"Lho, anda tahu tidak, kalau program KB ini program nasional?"
"Anda tahu pentingnya KB?"
"Kalau saja ada dokter Piktor di sini, habis kamu!"
Lah? Saya bengong dengan kata-kata mereka yang berapi-api itu. Saya seperti dikerubungi sosok-sosok ajaib yang asal main ancam dan mengintimidasi. Memangnya salah saya apa ya? Beberapa diantara kata-kata mereka tak sempat saya jawab satu persatu. Karena sambung-menyambung dan tidak menyisakan ruang untuk dijawab. Di hadapan saya sama sekali tak terlihat sosok profesional yang sedang berjuang untuk menolong nyawa manusia lain. Tidak tergambar sama sekali sosok orang-orang yang sedang memperjuangkan meningkatnya penggunaan kontrasepsi, orang-orang yang katanya rekan seprofesi yang harusnya saling menghormati.
Mereka menjelma menjadi sosok arogan yang sedang menyantap hidangan lezat di kandang mereka sendiri. Orang-orang congkak yang bahkan tidak menganalisa situasi. Saya tiba-tiba teringat dengan pengalaman-pengalaman lalu ketika merujuk pasien dan mendapat penyambutan serupa dengan sekarang ini di RS ini. Juga pengalaman teman-teman saya.

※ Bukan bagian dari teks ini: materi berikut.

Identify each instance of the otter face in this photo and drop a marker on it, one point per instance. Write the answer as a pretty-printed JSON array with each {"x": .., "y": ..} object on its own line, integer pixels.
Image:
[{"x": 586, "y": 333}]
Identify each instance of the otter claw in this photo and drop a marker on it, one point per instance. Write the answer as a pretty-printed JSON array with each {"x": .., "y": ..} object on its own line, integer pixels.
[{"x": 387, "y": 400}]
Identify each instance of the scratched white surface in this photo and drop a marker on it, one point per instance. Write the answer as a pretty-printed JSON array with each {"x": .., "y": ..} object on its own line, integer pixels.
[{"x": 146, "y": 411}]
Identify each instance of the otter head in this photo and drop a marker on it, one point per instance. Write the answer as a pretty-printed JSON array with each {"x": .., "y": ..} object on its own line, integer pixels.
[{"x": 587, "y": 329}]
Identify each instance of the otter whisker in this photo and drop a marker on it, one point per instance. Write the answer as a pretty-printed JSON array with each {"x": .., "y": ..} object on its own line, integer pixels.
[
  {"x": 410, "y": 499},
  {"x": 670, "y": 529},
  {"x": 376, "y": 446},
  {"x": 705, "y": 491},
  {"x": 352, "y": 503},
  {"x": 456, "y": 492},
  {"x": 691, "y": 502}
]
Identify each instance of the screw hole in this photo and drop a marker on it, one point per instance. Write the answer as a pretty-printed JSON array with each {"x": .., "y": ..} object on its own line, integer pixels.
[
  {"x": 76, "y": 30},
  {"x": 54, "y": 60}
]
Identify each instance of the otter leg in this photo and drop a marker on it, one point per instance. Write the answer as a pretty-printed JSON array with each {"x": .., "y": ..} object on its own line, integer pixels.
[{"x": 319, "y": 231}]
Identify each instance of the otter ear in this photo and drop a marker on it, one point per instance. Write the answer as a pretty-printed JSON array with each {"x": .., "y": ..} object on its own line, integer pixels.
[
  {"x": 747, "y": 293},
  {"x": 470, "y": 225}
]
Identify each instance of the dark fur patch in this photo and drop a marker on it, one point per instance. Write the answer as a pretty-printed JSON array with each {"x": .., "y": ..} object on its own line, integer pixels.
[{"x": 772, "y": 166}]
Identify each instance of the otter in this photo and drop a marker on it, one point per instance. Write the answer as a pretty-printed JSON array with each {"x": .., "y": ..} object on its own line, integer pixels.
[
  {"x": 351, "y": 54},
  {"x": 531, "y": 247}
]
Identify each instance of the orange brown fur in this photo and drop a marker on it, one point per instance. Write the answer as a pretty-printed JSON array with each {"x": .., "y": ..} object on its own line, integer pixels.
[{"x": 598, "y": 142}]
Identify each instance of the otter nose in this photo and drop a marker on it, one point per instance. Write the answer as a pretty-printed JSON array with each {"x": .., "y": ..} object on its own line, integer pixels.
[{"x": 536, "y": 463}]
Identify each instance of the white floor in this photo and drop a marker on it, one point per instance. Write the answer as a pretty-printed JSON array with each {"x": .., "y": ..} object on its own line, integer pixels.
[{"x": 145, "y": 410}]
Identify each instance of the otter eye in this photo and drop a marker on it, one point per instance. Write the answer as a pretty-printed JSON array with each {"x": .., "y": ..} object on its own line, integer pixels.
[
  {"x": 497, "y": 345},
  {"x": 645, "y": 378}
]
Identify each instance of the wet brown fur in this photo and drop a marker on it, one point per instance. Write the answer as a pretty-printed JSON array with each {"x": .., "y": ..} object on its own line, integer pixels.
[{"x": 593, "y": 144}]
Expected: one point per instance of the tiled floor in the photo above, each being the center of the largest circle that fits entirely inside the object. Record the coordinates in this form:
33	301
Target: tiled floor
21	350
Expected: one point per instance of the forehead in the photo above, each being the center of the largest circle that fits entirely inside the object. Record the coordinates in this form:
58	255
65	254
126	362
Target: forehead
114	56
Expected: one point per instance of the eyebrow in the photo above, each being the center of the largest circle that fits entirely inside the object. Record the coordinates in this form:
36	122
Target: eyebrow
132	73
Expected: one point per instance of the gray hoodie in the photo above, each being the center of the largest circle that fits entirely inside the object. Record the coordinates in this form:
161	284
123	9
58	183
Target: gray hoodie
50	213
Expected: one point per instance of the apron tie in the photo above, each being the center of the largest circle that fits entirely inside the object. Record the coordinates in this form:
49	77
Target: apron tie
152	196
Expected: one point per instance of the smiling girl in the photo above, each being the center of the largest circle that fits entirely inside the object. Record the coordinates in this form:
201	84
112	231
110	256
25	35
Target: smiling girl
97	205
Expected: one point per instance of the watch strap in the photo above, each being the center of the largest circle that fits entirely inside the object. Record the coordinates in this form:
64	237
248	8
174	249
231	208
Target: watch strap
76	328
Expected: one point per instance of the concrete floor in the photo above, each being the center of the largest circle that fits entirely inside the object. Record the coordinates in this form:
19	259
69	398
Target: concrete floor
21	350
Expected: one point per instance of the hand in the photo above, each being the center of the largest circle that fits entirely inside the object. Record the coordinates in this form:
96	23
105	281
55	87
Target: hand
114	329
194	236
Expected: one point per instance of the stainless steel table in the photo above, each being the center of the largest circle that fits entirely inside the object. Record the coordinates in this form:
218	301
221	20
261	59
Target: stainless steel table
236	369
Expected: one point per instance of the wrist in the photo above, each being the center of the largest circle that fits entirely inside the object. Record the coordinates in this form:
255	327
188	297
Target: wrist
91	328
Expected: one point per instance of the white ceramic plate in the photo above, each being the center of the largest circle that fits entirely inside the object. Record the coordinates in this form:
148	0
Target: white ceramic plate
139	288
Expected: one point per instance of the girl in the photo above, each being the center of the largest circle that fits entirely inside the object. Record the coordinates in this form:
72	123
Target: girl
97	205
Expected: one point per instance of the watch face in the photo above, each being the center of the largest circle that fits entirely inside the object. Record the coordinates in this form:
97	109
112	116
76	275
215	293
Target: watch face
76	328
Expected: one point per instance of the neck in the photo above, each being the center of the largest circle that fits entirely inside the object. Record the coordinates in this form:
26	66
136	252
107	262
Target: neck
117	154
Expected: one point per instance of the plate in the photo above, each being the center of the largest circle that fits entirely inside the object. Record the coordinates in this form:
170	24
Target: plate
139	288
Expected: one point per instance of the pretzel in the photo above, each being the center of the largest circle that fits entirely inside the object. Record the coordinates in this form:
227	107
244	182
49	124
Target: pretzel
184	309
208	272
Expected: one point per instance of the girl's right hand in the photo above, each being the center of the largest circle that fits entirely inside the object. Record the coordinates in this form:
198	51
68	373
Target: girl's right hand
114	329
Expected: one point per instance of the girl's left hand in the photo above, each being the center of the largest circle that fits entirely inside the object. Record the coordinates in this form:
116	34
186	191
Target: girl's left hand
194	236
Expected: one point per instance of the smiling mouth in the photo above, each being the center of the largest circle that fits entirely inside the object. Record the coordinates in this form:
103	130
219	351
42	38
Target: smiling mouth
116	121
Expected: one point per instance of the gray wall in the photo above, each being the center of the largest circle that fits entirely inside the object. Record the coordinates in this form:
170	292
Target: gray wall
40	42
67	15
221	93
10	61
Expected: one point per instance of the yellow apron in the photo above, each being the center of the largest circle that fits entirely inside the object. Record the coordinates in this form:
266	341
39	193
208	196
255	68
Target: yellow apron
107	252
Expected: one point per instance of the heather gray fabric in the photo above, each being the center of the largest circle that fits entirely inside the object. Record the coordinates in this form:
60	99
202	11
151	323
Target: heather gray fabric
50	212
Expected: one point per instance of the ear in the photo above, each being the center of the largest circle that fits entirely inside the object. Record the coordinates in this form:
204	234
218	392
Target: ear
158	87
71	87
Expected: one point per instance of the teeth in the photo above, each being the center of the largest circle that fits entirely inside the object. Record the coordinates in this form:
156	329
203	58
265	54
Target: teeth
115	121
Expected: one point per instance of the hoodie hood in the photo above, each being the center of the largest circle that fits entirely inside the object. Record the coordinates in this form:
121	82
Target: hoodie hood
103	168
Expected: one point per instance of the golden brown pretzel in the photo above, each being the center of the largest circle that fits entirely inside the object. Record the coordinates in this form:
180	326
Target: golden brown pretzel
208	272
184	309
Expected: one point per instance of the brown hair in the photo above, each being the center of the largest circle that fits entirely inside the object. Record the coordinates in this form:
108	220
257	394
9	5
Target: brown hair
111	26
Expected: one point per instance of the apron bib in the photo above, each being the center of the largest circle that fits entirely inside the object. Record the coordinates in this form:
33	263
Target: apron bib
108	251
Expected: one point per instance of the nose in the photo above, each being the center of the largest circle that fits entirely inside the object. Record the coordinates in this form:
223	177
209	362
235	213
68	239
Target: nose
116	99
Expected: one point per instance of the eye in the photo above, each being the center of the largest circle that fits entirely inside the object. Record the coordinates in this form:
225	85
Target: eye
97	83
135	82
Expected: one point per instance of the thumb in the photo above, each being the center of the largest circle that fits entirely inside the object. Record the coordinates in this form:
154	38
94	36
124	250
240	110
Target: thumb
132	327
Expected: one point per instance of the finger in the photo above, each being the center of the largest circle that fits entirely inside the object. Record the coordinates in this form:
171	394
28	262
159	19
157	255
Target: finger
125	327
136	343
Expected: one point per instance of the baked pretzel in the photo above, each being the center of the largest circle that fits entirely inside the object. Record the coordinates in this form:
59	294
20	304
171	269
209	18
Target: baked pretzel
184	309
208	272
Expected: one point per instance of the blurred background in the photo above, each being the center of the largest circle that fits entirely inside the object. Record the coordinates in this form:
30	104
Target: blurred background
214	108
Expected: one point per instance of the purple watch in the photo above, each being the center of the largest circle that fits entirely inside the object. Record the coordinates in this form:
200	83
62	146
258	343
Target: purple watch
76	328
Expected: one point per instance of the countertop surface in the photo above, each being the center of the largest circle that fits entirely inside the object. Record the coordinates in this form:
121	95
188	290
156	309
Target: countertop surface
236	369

Biasanya jika diperlakukan seperti ini, teman-teman saya sesama bidan, sebagian besar dari kami hanya akan terdiam, dan membeku. Siapa yang tidak akan kehilangan suara dicerca sedemikian rupa dengan banyak kata yang menyudutkan?

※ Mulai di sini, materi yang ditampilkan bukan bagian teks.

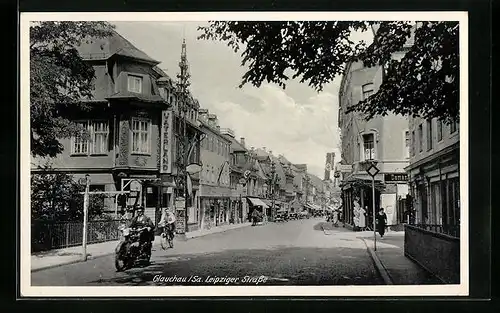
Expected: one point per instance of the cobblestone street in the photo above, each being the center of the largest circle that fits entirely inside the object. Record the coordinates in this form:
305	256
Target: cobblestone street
293	253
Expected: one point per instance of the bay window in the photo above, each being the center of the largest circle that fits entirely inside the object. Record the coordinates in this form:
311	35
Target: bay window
141	136
96	143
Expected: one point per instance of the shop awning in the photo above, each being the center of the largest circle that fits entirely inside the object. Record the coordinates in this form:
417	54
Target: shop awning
257	202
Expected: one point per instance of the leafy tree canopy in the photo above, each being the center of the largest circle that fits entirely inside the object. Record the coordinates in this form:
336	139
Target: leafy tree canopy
59	77
424	82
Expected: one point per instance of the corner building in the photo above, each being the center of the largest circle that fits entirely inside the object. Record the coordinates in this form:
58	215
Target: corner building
383	139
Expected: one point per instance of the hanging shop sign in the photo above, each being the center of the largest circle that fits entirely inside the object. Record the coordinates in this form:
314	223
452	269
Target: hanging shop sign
397	177
166	142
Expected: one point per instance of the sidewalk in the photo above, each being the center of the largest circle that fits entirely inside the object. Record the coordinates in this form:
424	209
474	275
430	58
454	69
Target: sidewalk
54	258
394	267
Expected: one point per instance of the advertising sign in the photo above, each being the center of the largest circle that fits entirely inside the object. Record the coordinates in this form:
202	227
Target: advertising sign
166	142
397	177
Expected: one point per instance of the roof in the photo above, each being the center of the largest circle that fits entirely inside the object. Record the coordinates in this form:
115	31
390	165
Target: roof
131	95
235	145
316	181
115	44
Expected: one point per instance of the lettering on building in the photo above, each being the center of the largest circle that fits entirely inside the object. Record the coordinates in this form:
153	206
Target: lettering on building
395	177
166	142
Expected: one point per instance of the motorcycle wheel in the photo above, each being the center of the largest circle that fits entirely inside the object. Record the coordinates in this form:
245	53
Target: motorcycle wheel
164	241
170	241
120	263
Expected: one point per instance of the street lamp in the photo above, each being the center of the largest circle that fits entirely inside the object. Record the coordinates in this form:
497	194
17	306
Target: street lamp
372	171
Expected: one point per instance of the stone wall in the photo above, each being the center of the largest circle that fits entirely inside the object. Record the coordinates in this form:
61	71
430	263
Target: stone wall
437	253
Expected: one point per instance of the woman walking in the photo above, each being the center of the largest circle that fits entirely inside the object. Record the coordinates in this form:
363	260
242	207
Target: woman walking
381	222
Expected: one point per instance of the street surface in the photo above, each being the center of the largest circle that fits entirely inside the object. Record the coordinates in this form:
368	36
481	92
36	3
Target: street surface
290	253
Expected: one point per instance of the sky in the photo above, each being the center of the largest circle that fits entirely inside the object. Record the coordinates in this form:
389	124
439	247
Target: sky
297	122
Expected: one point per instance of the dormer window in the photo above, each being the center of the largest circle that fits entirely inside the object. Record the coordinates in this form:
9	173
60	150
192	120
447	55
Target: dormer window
135	84
367	90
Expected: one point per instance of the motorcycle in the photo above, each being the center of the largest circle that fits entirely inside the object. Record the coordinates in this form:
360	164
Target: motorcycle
129	249
167	237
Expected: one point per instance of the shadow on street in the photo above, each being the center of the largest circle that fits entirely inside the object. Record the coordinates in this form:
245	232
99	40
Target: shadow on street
279	266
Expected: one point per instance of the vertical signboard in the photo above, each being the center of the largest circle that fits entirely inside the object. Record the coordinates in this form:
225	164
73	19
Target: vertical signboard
166	142
180	210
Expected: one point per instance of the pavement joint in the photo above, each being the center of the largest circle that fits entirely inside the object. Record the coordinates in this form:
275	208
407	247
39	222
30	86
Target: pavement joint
379	265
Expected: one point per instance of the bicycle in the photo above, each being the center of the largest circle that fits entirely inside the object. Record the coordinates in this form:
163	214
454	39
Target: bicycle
167	238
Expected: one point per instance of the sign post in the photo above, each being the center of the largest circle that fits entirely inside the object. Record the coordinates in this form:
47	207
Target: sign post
85	216
373	171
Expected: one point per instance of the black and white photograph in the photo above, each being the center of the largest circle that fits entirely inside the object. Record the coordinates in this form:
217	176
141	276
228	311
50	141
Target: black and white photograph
244	154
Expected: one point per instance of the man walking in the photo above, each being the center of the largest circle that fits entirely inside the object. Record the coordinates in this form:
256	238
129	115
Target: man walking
381	222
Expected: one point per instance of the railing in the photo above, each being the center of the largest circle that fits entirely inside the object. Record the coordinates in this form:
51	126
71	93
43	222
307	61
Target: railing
47	235
450	230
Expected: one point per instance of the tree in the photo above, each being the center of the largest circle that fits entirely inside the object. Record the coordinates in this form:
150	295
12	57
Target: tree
59	79
57	197
423	83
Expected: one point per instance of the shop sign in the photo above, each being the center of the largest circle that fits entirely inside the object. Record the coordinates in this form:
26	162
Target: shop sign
166	142
397	177
180	203
180	221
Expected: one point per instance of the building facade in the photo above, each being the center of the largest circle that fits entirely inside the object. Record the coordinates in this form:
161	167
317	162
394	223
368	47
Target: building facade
215	193
123	147
383	140
434	173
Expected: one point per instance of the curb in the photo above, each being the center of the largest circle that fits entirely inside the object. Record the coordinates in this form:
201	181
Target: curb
378	265
90	257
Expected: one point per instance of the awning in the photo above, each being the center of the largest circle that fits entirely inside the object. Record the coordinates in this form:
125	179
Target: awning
257	202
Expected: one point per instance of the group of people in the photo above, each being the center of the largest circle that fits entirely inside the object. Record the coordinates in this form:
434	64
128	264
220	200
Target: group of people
167	221
336	216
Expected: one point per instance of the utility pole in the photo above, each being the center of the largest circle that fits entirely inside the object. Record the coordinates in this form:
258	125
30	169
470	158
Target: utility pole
85	216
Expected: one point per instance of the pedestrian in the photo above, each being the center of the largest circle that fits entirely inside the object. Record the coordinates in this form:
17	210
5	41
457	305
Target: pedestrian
381	222
255	216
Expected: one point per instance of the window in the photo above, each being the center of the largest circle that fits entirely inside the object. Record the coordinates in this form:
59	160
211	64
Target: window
420	138
79	144
99	137
95	143
407	144
429	135
141	136
369	146
413	143
453	127
367	90
439	129
135	84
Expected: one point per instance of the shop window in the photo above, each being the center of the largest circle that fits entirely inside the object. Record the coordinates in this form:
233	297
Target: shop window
151	196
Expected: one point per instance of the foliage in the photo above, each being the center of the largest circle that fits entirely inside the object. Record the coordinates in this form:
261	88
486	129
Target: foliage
59	78
424	82
56	197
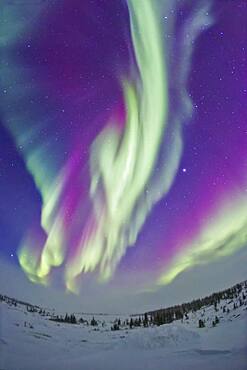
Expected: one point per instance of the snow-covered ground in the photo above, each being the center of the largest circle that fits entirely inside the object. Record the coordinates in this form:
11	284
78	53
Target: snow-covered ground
29	341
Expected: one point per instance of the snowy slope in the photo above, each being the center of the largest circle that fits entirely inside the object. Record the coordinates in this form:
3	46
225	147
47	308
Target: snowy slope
29	341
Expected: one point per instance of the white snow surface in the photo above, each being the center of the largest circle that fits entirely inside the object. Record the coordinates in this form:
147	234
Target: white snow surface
29	341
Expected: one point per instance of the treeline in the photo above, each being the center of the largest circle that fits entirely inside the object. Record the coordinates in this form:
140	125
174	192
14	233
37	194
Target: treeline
177	312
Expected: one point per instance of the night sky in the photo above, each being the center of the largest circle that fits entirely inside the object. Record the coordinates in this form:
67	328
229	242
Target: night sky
123	138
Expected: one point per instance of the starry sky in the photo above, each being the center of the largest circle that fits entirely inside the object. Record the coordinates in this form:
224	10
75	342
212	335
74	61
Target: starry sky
123	142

Okey. Dengan suara bergetar menahan kesal, saya coba menjelaskan lagi situasinya.
"Pasien ini tidak pernah memeriksakan kehamilannya pada saya. Jadi saya tidak bertanggungjawab atas keputusannya. Dan kalaupun saya bidannya. Dan kita semua. Apapun pilihan pasein itu harus kita hormati. Kita tidak bisa memaksakan kehendak kita pada pasien, bukan?!"
Alamak. Statement saya semakin memanaskan suasana. Mereka ramai-ramai "menyerbu" saya.
"Oh. Berarti anda tidak mendukung program nasional!"
"Anda bidan tapi malah menyarankan pasien tidak KB. Bidan apa ini?"